A spiritual experience, told in the format of a Journal entry.
August 27th, 2020
8:42 am, 63*F
How does one begin to describe the world of the spirits? Or even try to give you a map on how to get there safely. The best pointer I could give is meditation. I was never really good at meditation, in a traditional sense. I went inward, but I went to a place of darkness, rather than a calm, light.
I dipped into my hate, my depression, and my anger. They were my emotional fuel to get to the other side. I guess one should prob try the light side first. I was never one of those people who did what most do. I stared at my ceiling, listened to music that I liked at that time, and cleared my mind. In the process of doing so, I went into a hypnotic sleeping pattern. Thus astral travel for me is easiest in a sorta sleep like state.
I can’t sit in any of those fancy Buddhist positions for meditation, either. I like to be sitting or laying down in a comfortable position. All those no-no’s, worked for me. I used to jam out to the anti-meditation music, like NIN, Bjork, and Tool. But those three in particular have some really hypnotic and melodic music. The kind that could change your consciousness, if you knew how to listen to it properly. And what I love the most about those three bands is that they all sing about astral travel and magic.
One of my many astral travels led me to the “Web of Life,” as I like to call it. It’s when I first looked out and saw the inter-connectedness of everyone and everything. I saw a huge web with a great rainbow/white light at the center. I saw that my higher self was connected to everything and everyone. That all I had to do was extend my hand and connect with my higher sleeping self. And I would be among the awoken.

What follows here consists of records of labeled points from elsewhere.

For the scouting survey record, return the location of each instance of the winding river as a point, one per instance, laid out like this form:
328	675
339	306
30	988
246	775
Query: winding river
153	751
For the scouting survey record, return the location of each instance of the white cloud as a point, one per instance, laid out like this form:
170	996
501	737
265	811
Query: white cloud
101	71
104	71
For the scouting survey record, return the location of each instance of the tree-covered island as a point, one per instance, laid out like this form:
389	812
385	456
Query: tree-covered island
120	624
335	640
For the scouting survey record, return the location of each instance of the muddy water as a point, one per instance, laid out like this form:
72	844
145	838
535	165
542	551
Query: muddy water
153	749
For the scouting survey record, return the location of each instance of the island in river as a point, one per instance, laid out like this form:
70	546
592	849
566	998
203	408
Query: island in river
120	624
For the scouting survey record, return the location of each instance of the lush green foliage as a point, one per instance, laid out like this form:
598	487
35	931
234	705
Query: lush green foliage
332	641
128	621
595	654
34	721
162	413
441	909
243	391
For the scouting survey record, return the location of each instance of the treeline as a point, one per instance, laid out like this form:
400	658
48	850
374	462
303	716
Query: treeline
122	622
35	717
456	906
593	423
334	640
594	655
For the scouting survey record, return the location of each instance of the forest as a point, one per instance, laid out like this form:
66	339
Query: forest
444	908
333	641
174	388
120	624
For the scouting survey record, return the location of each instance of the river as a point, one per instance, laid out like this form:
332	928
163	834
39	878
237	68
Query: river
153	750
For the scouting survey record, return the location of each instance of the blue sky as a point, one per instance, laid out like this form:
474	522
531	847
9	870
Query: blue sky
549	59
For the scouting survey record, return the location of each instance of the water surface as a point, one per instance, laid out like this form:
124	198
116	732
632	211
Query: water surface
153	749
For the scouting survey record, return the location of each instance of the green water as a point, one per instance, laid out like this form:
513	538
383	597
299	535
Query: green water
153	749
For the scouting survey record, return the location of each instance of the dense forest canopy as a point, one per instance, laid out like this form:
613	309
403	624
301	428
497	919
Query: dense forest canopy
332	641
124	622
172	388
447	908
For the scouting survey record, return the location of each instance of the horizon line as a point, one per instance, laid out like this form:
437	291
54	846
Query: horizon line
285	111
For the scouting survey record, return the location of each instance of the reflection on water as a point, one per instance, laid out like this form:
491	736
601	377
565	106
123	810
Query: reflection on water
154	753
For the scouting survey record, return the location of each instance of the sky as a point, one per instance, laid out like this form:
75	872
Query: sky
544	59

I was scared though. Taken down by my insecurities and doubts. They even asked me to join them. But I felt that my darkness (at that time) was over powering and I didn’t want to infect them with my sadness. I should have taken that leap of faith, but doubt is a cruel mistress.
I look back at that time in my life, when all I really needed was a strong hug and to be told that “this too shall pass.” I was consumed with grief over my father’s death and obsessed with dying. I couldn’t see the beauty in life and suffering. I had lost my lust for life when my dad died. Losing a parent is like developing a black hole in your soul. A vortex of pain and suffering that never fully heals.
I still cry over my dad, but I don’t let it consume me anymore. I should have realized that everyone loses someone that they cared about in life. Everyone, eventually cries over the loss of a loved one. And that, the pain I thought I was consumed by, was no more or less than what anyone else’s has already experienced. My pain was not unique, and it was not going to infect anyone negatively. Especially not those highly evolved souls in that “Web of Life.”